Eligibility Criteria

Inclusion Criteria

•Pathologically (histologically or cytologically) confirmed diagnosis of either inoperable, locally advanced or metastatic gastric/GEJ adenocarcinoma that is HER2/neu negative or inoperable, locally advanced or metastatic ESCC.
•Note: Archival tumor tissue (paraffin blocks or at least 10 unstained tumor specimen slides) must be available for biomarker analysis. In the absence of archival tumor tissues, a fresh biopsy of a tumor lesion at baseline is mandatory. Subjects may be permitted to enroll on a case-by-case basis after discussion with the Sponsor's medical monitors if paraffin block is not available and fewer than 10 unstained slides can be provided.
•Have received no prior systemic therapy for advanced or metastatic disease. Subject may have received prior neoadjuvant or adjuvant therapy provided it was completed at least 6 months prior to enrollment.
•Eastern Cooperative Oncology Group (ECOG) performance status of 0 or 1 (Protocol Appendix 3).
•Life expectancy of at least 12 weeks.
•Adequate organ function as indicated by the following screening laboratory values:
•Absolute neutrophil count (ANC) ≥1.5×109/L Platelet count ≥100×109/L Hemoglobin ≥9 g/dL or ≥5.6 mmol/L (Note: Criteria must be met without a transfusion within 4 weeks before sample is drawn).
•Serum creatinine ≤1.5× upper limit of normal (ULN). Serum total bilirubin ≤1.5×ULN. For subjects with Gilbert's syndrome, total bilirubin must be \<3×ULN) Prothrombin time/international normalized ratio (PT/INR) ≤1.5×ULN and activated partial thromboplastin time (aPTT) ≤1.5×ULN unless subject is receiving anticoagulant therapy and PT values is within the intended therapeutic range of the anticoagulant.
•Aspartate transaminase (AST) and alanine aminotransferase (ALT) ≤2.5×ULN. For subjects with liver metastases, AST and ALT must be ≤5×ULN for subjects with liver metastases

Exclusion Criteria

•History of severe hypersensitivity reactions to other mAbs; has known hypersensitivity to fluorouracil (5-FU), cisplatin, or other platinum agents
•Unable to receive a port or peripherally inserted central catheter (PICC) for ESCC subjects
•Prior malignancy active within the 2 years prior to Cycle 1 Day 1, exceptions include the tumor under investigation in this study, and locally recurring cancers that have undergone curative intent treatment, such as resected basal or squamous cell skin cancer, superficial bladder cancer, or carcinoma in situ of the cervix or breast.
•Received prior therapies targeting PD-1, PD-L1 or PD-L2 for any reason.
•Have known active brain or leptomeningeal metastases. Subjects with brain metastases are permitted if they are asymptomatic or had previously treated brain metastases that are asymptomatic, radiographically stable and did not require steroid medications for at least 4 weeks prior to Cycle 1 Day 1
•Active autoimmune diseases or history of autoimmune diseases that may relapse should be excluded (Protocol Appendix 5).
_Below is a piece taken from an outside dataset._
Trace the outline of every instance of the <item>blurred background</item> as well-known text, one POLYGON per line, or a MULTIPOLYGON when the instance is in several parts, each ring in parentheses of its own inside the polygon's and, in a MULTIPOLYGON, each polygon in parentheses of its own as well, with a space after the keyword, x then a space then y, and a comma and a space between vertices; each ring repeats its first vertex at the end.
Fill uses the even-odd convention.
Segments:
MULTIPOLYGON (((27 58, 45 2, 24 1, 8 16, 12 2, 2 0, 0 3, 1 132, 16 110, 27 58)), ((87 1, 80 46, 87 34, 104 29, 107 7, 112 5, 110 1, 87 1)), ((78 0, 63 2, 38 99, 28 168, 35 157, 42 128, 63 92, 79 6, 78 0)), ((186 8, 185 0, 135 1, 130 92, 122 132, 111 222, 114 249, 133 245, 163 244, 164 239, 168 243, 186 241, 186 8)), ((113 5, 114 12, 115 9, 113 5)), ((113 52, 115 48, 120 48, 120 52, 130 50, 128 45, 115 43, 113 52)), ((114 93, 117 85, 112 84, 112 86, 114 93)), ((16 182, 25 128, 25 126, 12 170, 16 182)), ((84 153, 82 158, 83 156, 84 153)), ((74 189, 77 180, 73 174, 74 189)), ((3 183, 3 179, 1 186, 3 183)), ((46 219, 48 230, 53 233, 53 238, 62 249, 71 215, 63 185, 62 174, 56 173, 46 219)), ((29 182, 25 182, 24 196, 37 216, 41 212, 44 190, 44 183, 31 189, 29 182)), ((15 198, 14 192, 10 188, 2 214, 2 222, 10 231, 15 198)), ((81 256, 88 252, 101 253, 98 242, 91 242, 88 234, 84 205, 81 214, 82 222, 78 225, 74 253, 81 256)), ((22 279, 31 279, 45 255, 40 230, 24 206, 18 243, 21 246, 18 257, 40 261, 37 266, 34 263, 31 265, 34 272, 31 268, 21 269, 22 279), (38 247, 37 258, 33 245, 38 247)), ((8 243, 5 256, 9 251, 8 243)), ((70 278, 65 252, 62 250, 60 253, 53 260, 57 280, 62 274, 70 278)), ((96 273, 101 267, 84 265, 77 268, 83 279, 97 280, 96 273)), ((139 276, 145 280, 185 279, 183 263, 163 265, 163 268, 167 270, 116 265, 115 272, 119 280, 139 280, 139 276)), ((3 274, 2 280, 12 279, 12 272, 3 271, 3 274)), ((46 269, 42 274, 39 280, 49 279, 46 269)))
Subjects with following diseases are allowed to undergo screening: type I diabetes, hypothyroidism managed with hormone replacement therapy only, skin diseases not requiring systemic treatment (such as vitiligo, psoriasis or alopecia), controlled celiac disease, or diseases not expected to recur in the absence of external triggering factors.
•Requires systemic treatment with either corticosteroids (\>10 mg daily prednisone equivalents) or other immunosuppressive medications within 14 days of study drug administration to treat a current condition.
•Note:Adrenal replacement doses ≤10 mg daily prednisone equivalents are permitted in the absence of active autoimmune disease; subjects are permitted to use topical, ocular, intra-articular, intranasal, and inhalational corticosteroids (with minimal systemic absorption). A brief course of corticosteroids for prophylaxis (e.g., contrast dye allergy) or for treatment of non-autoimmune conditions (e.g., delayed-type hypersensitivity reaction caused by contact allergen) is permitted.
•History of interstitial lung disease, non-infectious pneumonitis except for those induced by radiation therapies; uncontrolled systemic diseases, including diabetes, hypertension, pulmonary fibrosis, acute lung diseases, etc.
•Severe chronic or active infection requiring systemic antibacterial, antifungal or antiviral therapy, including tuberculosis infection, etc.